The United States is not just the victim.

"Of course we gather economic intelligence on what other people do," said Rep. Norm Dicks, D-Wash., who served on the House Intelligence Committee for eight years.

Economic intelligence collected by the NSA and other U.S. intelligence agencies is shared with the White House and executive agencies. But private businesses can still benefit.

In 1993, Boeing, McDonnell Douglas and Airbus Industrie were fiercely competing to sell planes to Saudi Arabia's national airline. The airline was about to announce a $6 billion order for Airbus planes when the CIA "inadvertently" picked up information that a member of the Saudi royal family had engaged in questionable activities, a source close to the U.S. intelligence community said.

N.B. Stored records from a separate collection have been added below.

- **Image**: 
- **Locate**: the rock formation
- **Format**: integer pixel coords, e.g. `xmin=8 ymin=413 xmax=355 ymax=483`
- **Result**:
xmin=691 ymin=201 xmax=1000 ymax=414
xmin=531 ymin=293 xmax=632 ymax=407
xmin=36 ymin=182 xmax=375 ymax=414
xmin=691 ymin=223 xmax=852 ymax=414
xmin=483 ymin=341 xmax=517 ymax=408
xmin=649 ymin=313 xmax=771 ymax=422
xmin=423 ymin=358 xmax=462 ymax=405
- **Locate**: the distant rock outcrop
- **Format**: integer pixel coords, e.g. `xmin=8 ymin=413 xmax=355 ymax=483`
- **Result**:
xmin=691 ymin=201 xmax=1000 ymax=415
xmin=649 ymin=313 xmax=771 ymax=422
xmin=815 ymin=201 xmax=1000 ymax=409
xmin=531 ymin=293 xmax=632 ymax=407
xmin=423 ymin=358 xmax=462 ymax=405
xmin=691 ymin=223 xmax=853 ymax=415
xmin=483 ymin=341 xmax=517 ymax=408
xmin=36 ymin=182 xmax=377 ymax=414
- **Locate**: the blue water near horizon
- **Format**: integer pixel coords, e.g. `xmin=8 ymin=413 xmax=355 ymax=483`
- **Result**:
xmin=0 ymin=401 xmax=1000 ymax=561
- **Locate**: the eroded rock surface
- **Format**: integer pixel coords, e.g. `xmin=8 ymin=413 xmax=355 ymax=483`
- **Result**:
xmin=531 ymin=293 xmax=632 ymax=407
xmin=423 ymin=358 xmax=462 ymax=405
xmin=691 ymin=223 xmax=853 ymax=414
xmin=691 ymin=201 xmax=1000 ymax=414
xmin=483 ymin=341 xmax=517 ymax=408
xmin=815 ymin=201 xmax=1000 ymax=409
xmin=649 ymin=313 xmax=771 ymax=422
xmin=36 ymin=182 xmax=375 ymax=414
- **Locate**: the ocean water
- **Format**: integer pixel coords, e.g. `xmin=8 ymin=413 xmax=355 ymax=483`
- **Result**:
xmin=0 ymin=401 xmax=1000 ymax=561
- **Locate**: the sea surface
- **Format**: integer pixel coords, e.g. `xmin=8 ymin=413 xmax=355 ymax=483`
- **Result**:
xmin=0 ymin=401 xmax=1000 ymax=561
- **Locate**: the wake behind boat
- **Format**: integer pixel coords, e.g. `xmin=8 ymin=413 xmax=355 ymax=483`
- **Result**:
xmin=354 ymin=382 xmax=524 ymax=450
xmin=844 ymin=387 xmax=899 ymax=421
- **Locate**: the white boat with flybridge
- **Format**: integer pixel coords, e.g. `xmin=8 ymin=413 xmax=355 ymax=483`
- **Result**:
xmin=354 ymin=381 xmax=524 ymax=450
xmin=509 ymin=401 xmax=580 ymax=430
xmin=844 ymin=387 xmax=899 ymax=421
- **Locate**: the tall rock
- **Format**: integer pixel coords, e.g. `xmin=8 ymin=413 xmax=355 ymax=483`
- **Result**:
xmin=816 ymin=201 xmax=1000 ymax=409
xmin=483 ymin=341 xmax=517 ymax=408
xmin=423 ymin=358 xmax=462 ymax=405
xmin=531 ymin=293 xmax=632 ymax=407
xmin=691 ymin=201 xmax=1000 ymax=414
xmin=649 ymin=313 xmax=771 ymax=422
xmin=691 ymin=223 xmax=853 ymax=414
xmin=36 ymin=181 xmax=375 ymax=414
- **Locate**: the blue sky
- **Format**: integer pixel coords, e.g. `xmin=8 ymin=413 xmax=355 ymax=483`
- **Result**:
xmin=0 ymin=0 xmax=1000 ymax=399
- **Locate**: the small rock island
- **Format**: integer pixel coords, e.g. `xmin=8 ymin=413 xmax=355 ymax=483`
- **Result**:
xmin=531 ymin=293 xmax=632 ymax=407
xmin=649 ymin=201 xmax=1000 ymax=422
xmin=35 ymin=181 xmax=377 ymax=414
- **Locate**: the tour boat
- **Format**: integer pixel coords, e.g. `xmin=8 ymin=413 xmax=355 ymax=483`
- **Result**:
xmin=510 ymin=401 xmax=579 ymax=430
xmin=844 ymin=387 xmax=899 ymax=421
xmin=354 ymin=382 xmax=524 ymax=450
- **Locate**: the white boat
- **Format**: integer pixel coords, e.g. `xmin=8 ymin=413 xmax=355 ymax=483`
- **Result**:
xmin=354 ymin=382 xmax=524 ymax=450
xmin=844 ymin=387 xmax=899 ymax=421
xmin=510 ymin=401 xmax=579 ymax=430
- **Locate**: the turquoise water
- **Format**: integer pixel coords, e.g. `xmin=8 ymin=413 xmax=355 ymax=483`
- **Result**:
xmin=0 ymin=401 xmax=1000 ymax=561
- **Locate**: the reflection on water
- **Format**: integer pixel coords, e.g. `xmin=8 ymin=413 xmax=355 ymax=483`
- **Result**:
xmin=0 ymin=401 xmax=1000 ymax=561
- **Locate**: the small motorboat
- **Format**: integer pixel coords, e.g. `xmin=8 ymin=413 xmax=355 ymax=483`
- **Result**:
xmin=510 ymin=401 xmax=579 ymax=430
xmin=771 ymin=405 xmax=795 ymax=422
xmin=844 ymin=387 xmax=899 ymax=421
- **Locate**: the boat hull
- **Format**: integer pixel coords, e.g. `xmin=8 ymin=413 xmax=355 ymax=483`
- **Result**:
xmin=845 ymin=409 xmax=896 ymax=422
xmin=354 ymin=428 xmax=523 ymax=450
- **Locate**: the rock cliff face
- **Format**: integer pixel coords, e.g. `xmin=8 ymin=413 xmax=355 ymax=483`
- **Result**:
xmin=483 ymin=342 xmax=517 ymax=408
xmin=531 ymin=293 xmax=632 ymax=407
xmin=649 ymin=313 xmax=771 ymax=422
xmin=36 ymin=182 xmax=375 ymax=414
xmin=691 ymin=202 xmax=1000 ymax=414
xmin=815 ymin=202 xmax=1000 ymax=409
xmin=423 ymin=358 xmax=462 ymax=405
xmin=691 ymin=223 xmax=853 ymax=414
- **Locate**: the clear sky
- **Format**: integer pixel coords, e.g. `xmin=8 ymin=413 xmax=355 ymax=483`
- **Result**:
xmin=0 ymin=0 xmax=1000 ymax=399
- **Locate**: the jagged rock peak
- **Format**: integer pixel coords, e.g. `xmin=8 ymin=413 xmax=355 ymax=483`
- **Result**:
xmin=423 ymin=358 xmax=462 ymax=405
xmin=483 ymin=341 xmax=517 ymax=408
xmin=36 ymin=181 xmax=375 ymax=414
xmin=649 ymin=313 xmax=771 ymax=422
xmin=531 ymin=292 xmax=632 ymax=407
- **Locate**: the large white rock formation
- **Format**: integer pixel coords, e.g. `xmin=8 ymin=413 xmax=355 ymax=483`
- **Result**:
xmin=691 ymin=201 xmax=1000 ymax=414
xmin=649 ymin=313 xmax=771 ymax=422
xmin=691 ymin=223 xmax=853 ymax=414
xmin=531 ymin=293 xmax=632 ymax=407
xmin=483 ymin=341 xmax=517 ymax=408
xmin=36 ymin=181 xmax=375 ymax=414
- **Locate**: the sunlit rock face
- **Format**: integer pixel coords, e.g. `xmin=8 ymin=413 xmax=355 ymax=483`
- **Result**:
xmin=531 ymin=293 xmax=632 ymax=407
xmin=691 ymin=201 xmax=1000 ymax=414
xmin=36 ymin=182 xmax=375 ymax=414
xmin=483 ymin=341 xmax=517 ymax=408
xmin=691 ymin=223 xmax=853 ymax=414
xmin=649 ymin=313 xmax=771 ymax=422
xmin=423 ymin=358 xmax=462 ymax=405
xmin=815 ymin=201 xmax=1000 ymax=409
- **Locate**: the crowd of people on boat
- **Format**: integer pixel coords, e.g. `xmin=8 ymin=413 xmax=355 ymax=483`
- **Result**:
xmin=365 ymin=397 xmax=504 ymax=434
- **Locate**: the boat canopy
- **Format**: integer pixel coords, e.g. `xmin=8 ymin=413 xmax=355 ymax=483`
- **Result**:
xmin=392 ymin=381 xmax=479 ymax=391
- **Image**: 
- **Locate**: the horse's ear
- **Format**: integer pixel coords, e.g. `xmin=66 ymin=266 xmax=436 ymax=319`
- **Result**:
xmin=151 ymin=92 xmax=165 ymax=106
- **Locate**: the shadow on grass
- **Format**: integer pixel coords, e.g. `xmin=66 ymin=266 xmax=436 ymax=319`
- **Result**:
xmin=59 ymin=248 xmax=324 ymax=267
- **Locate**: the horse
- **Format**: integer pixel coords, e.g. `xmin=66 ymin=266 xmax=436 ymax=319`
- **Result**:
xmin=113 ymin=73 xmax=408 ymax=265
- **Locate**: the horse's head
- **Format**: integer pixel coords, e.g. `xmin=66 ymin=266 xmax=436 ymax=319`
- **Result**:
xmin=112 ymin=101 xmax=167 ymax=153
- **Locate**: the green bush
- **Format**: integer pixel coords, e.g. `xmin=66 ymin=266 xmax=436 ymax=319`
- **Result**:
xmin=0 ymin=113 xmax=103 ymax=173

The White House passed that information on to Saudi King Fahd, and the deal with Airbus was put on hold. Several months later, Boeing and McDonnell Douglas split the order.

"If it disadvantages U.S. companies, it is given to the White House," former CIA Director James Woolsey said in an interview. "They decide how to deal with it. It's up to the policy-makers how to handle it. Sometimes foreign countries are approached and are told certain of their people may be corrupt and it is impacting American business."

In 1994, the NSA intercepted messages indicating the Indonesian government was planning to give a $200 million telephone contract to NEC of Japan. According to published reports, President George Bush personally called Indonesian President Suharto, and the contract was eventually split between NEC and AT&T.

The intercepted message that led to the Bush phone call was likely picked up by the listening dish located in the sagebrush hills of central Washington's Army Yakima Firing Range. The dish is thought by the U.S. intelligence community to be part of a program code-named Echelon, which uses supercomputers programmed with a "dictionary" of key words to comb million of intercepts picked up by listening posts around the world.

The information is shared with Canada, New Zealand, Great Britain and Australia.

The Canadians reportedly used an Echelon intercept to underbid the United States on a $5 billion wheat deal with China after a car phone conversation was detected in which the U.S. ambassador to Canada and the American Embassy in Ottawa discussed the United States' bottom line in the negotiations.

Sometimes, the economic espionage can prove embarrassing for allies.

Earlier this year, the German government insisted the United States recall three Americans believed to be CIA operatives working out of Munich. The Americans were said by German state television to be engaged in efforts to recruit German citizens for economic espionage.

Such spying on friends isn't always a topic for polite diplomatic conversation. But there's no doubt about its significance in a world bound by trade.

"Of course it is going on," said Canada's Frost.